Earlier this week, we posted the first part of an interview with past guest, Dr. Mike Rubenstein. In it, he spoke about his first safari with Thomson, and how meaningful a customized volunteering extension was to him. By the time he got home, he already knew he wanted to return to Tanzania. The rest of our interview with Mike follows:
Well we know you did go back. How many times have you visited, now?
This March will be my 9th trip to Tanzania, and my 8th working with FAME. Over the years I’ve worked with them to develop a neurology clinic, and a mini-mobile clinic, servicing villages in the Karatu district.
Recently, I’ve managed to work out a program with Penn, the university where I currently teach. Last March I took one of my fellows, Danielle, with me on my trip. She wants to come with me one more time, next September, then she’s going to help me lead trips where we take other fellows over and give them the opportunity to volunteer in a country where there’s truly just so much need.

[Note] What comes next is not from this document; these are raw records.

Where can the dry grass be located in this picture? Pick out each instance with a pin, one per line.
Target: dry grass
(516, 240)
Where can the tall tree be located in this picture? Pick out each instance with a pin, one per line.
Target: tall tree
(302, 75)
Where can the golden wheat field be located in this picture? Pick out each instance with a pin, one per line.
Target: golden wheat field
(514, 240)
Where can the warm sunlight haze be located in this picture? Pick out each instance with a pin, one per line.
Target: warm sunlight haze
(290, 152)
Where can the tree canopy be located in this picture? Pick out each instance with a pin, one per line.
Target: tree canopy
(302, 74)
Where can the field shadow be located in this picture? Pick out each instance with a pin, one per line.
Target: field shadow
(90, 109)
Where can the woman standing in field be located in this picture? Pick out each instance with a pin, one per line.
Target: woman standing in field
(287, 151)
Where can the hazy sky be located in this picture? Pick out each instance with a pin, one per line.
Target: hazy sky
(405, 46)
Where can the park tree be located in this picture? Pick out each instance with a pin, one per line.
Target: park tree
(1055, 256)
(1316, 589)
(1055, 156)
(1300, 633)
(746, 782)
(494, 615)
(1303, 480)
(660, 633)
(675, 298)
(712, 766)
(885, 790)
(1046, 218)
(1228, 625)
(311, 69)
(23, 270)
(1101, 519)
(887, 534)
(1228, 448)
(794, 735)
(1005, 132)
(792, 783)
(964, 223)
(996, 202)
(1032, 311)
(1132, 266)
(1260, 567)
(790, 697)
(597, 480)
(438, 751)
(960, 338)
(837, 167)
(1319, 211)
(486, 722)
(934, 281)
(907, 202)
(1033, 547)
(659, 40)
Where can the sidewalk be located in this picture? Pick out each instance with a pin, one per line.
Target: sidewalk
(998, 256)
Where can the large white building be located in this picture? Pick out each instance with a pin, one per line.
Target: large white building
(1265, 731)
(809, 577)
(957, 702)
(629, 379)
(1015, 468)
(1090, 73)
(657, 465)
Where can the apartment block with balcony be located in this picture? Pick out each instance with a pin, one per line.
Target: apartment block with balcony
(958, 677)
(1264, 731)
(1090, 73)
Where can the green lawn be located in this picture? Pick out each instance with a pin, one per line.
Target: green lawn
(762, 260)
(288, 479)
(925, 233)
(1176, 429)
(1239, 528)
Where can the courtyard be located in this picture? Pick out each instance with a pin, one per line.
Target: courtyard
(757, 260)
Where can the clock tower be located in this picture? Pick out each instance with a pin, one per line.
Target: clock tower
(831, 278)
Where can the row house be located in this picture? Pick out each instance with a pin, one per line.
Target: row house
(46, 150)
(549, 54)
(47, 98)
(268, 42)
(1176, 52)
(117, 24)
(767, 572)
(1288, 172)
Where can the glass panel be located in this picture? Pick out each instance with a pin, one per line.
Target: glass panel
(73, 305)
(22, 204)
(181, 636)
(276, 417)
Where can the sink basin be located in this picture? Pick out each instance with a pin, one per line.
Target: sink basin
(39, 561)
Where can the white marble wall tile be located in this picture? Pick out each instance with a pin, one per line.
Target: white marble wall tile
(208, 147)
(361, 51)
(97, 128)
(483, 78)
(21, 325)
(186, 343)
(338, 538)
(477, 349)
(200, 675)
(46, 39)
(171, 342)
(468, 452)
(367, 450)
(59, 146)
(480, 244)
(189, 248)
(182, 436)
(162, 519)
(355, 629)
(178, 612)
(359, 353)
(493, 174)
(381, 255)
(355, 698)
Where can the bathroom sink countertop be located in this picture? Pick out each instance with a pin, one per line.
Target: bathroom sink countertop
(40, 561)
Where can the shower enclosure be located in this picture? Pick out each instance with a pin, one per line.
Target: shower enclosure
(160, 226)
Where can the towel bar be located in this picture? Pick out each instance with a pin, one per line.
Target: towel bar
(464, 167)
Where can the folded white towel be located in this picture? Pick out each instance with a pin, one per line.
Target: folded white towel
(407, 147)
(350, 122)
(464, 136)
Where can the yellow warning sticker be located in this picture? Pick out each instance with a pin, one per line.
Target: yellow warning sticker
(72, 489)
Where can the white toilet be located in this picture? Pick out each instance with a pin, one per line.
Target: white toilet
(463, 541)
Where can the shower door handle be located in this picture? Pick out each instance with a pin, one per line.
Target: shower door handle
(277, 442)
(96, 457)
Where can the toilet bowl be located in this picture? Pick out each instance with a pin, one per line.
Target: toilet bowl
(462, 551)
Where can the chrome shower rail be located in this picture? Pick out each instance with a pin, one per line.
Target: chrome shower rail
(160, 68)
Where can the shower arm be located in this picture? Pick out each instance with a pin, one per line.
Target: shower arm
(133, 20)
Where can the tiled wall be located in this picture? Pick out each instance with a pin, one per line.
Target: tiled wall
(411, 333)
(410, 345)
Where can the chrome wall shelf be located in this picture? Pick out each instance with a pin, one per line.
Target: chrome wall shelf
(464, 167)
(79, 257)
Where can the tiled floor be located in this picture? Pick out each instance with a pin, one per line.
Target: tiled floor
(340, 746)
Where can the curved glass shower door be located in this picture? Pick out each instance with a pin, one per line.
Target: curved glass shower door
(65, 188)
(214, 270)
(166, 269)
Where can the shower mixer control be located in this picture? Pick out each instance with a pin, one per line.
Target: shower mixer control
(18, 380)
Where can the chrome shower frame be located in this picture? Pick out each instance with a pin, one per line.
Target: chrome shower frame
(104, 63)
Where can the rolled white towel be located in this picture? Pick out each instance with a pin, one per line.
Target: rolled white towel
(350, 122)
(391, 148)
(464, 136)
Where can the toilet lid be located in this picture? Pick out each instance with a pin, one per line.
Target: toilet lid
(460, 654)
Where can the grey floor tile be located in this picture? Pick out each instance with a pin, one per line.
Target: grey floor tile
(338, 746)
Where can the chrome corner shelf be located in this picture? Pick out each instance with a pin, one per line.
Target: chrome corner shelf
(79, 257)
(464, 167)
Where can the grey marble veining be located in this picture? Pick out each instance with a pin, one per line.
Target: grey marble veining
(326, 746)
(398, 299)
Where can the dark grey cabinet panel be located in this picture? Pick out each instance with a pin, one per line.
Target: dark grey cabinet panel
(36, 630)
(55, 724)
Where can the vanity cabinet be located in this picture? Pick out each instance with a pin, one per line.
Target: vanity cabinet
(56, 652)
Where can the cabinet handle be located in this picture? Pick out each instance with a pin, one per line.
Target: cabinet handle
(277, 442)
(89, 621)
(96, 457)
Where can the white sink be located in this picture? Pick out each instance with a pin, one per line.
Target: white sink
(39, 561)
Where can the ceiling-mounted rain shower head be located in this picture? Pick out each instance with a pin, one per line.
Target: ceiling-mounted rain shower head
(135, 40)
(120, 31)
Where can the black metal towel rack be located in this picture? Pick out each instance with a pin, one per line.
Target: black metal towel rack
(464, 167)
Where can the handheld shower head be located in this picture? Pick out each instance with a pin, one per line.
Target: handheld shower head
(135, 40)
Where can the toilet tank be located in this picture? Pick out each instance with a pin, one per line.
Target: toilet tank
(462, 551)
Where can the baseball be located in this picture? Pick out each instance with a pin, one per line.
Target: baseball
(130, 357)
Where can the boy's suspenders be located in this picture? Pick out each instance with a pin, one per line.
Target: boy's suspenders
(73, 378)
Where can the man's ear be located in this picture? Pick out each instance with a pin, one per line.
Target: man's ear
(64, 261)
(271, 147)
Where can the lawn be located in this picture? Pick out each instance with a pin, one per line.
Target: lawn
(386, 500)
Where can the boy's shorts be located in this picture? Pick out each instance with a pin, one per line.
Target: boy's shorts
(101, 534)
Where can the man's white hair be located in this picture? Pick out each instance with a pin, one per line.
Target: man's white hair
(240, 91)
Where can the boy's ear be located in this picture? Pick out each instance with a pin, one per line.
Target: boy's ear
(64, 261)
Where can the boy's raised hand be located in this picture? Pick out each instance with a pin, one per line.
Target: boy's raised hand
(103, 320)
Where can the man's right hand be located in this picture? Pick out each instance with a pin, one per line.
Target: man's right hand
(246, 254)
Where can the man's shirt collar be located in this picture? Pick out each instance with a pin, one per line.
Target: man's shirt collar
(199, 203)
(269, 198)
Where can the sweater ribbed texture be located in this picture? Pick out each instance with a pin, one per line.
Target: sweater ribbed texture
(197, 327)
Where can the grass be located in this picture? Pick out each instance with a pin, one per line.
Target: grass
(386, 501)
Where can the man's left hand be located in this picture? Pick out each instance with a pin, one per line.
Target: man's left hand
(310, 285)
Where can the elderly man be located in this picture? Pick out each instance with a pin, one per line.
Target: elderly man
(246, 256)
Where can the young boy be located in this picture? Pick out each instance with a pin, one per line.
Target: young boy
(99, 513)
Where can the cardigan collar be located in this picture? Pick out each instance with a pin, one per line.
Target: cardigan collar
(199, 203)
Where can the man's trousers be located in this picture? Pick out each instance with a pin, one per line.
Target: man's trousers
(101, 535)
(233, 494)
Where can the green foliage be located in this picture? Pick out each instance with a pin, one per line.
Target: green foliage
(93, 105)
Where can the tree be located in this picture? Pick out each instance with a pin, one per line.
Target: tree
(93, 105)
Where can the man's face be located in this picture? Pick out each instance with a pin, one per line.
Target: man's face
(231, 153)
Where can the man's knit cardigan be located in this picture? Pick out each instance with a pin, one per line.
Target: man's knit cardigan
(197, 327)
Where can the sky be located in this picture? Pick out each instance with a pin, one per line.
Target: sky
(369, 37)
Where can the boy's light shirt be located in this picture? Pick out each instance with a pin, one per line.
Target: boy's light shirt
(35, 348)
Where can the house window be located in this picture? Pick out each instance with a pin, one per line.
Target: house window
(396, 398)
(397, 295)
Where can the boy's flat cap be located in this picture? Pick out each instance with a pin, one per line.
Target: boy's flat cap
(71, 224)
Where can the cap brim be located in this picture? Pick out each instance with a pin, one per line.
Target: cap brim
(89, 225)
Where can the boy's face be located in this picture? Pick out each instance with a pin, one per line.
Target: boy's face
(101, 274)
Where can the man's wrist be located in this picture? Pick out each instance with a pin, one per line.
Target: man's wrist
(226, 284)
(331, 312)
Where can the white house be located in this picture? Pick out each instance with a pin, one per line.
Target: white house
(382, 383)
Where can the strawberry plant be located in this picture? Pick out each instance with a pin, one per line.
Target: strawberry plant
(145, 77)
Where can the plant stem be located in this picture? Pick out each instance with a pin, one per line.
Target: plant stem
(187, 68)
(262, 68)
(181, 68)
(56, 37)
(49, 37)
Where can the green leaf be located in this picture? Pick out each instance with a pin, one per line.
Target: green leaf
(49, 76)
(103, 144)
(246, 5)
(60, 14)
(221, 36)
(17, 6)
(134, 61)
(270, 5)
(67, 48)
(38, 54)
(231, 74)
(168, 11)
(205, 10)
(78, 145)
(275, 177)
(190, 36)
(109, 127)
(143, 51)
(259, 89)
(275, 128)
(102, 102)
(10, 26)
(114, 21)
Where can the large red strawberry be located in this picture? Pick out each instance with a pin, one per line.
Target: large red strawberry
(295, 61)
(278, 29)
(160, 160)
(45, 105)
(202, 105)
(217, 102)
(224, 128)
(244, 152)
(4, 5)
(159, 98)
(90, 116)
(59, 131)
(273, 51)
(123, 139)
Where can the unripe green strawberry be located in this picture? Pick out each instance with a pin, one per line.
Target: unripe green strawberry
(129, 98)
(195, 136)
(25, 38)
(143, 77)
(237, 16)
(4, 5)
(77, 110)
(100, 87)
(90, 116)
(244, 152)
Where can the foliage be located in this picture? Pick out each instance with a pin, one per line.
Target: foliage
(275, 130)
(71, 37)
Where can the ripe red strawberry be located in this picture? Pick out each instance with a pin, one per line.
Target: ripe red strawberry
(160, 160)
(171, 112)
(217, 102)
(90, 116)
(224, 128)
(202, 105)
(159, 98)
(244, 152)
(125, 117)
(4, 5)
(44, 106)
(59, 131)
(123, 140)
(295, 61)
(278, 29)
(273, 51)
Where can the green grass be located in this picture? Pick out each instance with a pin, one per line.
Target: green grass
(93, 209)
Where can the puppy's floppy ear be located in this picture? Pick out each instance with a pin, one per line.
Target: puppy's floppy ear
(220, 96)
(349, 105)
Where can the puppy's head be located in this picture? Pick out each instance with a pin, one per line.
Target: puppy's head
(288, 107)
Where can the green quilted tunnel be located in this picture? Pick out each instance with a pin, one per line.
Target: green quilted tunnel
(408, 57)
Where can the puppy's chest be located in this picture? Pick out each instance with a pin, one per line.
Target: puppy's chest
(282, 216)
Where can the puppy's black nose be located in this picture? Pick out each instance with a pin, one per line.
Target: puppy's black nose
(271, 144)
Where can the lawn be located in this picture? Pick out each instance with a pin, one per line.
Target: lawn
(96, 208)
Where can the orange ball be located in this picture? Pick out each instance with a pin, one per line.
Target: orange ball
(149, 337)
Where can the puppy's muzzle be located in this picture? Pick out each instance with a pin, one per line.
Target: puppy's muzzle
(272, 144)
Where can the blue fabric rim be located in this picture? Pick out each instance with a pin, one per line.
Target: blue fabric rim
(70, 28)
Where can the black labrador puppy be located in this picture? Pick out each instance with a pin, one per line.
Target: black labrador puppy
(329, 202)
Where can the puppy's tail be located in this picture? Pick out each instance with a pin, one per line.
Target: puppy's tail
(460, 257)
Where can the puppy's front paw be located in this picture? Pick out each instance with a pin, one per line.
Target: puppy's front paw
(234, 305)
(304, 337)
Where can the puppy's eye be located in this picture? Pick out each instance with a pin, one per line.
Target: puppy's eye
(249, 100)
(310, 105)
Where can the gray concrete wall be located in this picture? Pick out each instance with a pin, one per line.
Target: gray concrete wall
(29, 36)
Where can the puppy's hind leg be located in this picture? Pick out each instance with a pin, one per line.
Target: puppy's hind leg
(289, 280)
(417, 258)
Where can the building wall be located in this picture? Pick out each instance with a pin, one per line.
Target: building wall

I never thought I’d end up in global health, but now that I’ve started, there’s so much more I want to do. I want to build a house over there near FAME, where the Penn fellows can stay, and I want to purchase a vehicle for our full-time use. On the weekends we can take it out to some of the parks, so the fellows have a chance to see that side of Tanzania, too. I’ve been driving myself for the last several trips, and last time I got the most remarkable compliment: I saw Leonard heading out from Tarangire as I was driving some folks into the park, and he told his wife that I looked like a “real safari driver!” [Laughs.]
As a doctor, you have the ability to give back in a very specific way, but what can ordinary travelers do to help Tanzania?
Something I didn’t understand until I got there was just how little infrastructure is in place in some parts of the country. It’s still a place with huge needs, and everything you give helps. I’d really urge people to do what I did: set up a volunteer element alongside their safaris. It’s so simple, and it makes such a huge impact.
What’s been the most rewarding part of your work in Tanzania?
Being introduced to another culture, another way of life, and the amazingly warm, generous people there. It has truly changed my life in ways I never thought possible.
It may sound a little corny, but the honest truth is that I get so much more out of my time in Tanzania than I can ever give. This defines a lot of who I am now, and it means so much to me. Tanzania has become my second home.